Injured patients “should not feel they need a lawyer immediately”


Clinical negligence: Patients should not feel they have to go straight to a lawyer

A campaign group for people injured by their healthcare is calling for more publicly funded advice and advocacy so they no longer feel that they have to go “straight to a lawyer”.

The Harmed Patients Alliance (HPA) said access to independent support could make it “much more likely that a patient/family gets their needs satisfied without the need to take legal action at all”.

Even if legal action did follow, this “empowerment” of patients could help early resolution and save the NHS “millions of pounds in litigation costs”.

The HPA said in a report that well-advised and supported people were more likely to take an active part in investigations and know when they should contact regulators.

“This approach can help avoid people feeling they have to make a formal complaint or to take legal action.

“It is far better that people are supported well from the beginning rather than them feeling they have to go straight to a lawyer.

“Many people go to a lawyer because they are looking for an independent ‘advisor and advocate’ to take an interest in their needs and help them get what they need, and a lawyer is all that is on offer in their regard.”

The HPA went on: “Even if an incident does result in legal action, if there has been a better-informed investigation through empowerment of the patient/family through independent advice/advocacy, it is more likely the NHS will recognise it was at fault earlier and save the high legal costs of prolonged litigation when meritorious cases are defended but ultimately settled.

“Access to independent advice and advocacy for injured patients/families would also support efforts by NHS Resolution to avoid litigation where possible and seek early resolution of cases when they do arise.

“Collectively, independent advice and advocacy being available could save the NHS millions of pounds in litigation costs.”
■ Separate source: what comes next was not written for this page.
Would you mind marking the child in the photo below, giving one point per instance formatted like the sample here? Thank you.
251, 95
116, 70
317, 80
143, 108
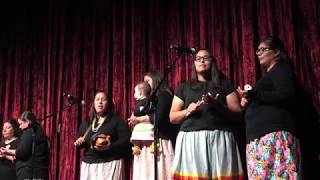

This advice could also cover potential legal action and “sources of specialist legal advice/representation”.

The report said speaking to someone independent and specialist enough to listen and understand their needs, explain in more depth about their rights and options, and offer advice where appropriate, would help most people.

Some would benefit from in-person support during the process, such as helping them compose and deliver communications, understand reports, accompany them to meetings or where appropriate act as an advocate.

The HPA said the “simple fact” was that no services of this nature were currently funded by the Department of Health & Social Care, the NHS, regulators or other parts of the healthcare system, leaving injured patients and families “to fend for themselves” for the most part.

The HPA said local authorities were under a statutory duty to provide funding for independent NHS complaints advocacy.

Of the £15m available for the whole of England, much of the funding was “used up on the commissioning process and local authorities ‘top-slicing’ the budget for other uses”.

The HPA said the complaints could be about car parking, quality of food, rudeness and waiting times, as well as complaints about medical treatment.

“If independent advocacy for anyone who makes a complaint to the NHS of any kind is funded, how can it be right that no funding is allocated to ensure independent advocacy, advice and information is available specifically for patients who experience harm as a result of patient safety incidents?”